Output embedding dimensionality. Passed to the API via output_dimensionality.
api_key
str | None
default:"None"
Google API key. If not provided, uses GOOGLE_API_KEY environment variable.

Constructor

config
GeminiEmbedderConfig | None
default:"None"
Configuration object. If None, creates default config.
client
genai.Client | None
default:"None"
Optional pre-configured genai.Client instance. If not provided, creates one from config.
batch_size
int | None
default:"None"
Batch size for API requests. Defaults:
  • 1 for gemini-embedding-001 (API limitation)
  • 100 for other models

Supported Models

text-embedding-001 (Default)

  • Dimensions: 768 (native)
  • Best for: General purpose embeddings
config = GeminiEmbedderConfig(
    embedding_model="text-embedding-001",
    embedding_dim=768
)

text-embedding-005

  • Dimensions: 768 (native)
  • Best for: Latest improvements
config = GeminiEmbedderConfig(
    embedding_model="text-embedding-005",
    embedding_dim=768
)

gemini-embedding-001

  • Dimensions: 768 (native)
  • Best for: Backwards compatibility
  • Limitation: Batch size of 1 only
config = GeminiEmbedderConfig(
    embedding_model="gemini-embedding-001",
    embedding_dim=768
)

embedder = GeminiEmbedder(
    config=config
    # batch_size automatically set to 1
)
The gemini-embedding-001 model has a strict API limit of 1 instance per request.
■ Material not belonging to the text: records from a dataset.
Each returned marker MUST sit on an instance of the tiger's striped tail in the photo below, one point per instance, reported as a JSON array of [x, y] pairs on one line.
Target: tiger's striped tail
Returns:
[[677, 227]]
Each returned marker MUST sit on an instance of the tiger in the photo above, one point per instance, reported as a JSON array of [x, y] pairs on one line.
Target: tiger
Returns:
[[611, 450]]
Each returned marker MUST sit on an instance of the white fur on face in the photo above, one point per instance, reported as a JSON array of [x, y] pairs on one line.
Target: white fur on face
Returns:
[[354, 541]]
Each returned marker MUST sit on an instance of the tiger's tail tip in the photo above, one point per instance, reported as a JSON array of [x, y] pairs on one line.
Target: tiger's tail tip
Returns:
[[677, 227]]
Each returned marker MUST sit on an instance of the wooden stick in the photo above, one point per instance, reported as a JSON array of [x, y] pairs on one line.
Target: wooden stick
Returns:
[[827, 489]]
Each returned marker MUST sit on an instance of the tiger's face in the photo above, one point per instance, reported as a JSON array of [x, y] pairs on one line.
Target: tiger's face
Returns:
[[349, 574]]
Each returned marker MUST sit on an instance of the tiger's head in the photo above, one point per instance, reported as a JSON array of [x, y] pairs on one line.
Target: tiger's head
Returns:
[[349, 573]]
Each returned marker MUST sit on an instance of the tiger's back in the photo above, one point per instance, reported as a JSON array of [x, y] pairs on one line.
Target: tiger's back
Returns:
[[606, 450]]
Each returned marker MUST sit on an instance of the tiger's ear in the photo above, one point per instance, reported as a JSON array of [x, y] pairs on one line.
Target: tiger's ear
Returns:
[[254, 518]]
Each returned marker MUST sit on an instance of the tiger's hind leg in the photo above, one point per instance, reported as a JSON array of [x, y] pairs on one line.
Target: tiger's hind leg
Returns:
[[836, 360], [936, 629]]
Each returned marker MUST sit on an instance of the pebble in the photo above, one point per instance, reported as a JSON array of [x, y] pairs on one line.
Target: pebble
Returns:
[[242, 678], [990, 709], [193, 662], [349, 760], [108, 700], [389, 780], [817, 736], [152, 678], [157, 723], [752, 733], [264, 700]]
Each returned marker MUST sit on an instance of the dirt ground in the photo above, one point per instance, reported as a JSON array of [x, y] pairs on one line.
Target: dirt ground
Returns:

The embedder automatically sets batch_size=1 for this model.

Methods

create()

Generate a single embedding vector.
vector = await embedder.create("Your text here")
print(len(vector))  # embedding_dim
Parameters:
  • input_data (str | list[str] | Iterable[int] | Iterable[Iterable[int]]): Input to embed
Returns: list[float] - Embedding vector Raises:
  • ValueError: If no embeddings returned from API

create_batch()

Generate embeddings for multiple texts with automatic batching.
texts = ["Text 1", "Text 2", "Text 3"]
vectors = await embedder.create_batch(texts)
print(len(vectors))  # 3
Parameters:
  • input_data_list (list[str]): List of texts to embed
Returns: list[list[float]] - List of embedding vectors Raises:
  • ValueError: If embeddings are empty or invalid
  • Exception: If batch processing fails

Batch Size Configuration

The embedder intelligently handles batch sizes:
# Default: 100 for most models
embedder = GeminiEmbedder(
    config=GeminiEmbedderConfig(embedding_model="text-embedding-001")
)
print(embedder.batch_size)  # 100

# Automatic: 1 for gemini-embedding-001
embedder = GeminiEmbedder(
    config=GeminiEmbedderConfig(embedding_model="gemini-embedding-001")
)
print(embedder.batch_size)  # 1

# Custom: Override default
embedder = GeminiEmbedder(
    config=GeminiEmbedderConfig(embedding_model="text-embedding-001"),
    batch_size=50  # Process 50 at a time
)
Logic:
if batch_size is None and self.config.embedding_model == 'gemini-embedding-001':
    self.batch_size = 1  # API limitation
elif batch_size is None:
    self.batch_size = 100  # Default
else:
    self.batch_size = batch_size  # User-specified

Dimension Configuration

The embedder uses Gemini’s output_dimensionality parameter:
from google.genai import types

config = types.EmbedContentConfig(
    output_dimensionality=self.config.embedding_dim
)

result = await self.client.aio.models.embed_content(
    model=self.config.embedding_model,
    contents=[input_data],
    config=config
)
This allows flexible dimension sizes:
# 768 dimensions (native for text-embedding-001)
embedder = GeminiEmbedder(
    config=GeminiEmbedderConfig(embedding_dim=768)
)

# 512 dimensions (reduced)
embedder = GeminiEmbedder(
    config=GeminiEmbedderConfig(embedding_dim=512)
)

# 1024 dimensions (if supported by model)
embedder = GeminiEmbedder(
    config=GeminiEmbedderConfig(embedding_dim=1024)
)

Batch Processing with Fallback

The embedder implements robust batch processing with automatic fallback:
# Process in batches of batch_size
for i in range(0, len(input_data_list), batch_size):
    batch = input_data_list[i : i + batch_size]
    
    try:
        # Try batch processing
        result = await client.embed_content(batch, config=config)
        all_embeddings.extend(result.embeddings)
    except Exception as e:
        # Fall back to individual processing
        for item in batch:
            result = await client.embed_content([item], config=config)
            all_embeddings.append(result.embeddings[0])
This ensures reliability even when batch requests fail:
texts = ["Text 1", "Text 2", "Text 3", "Problematic text", "Text 5"]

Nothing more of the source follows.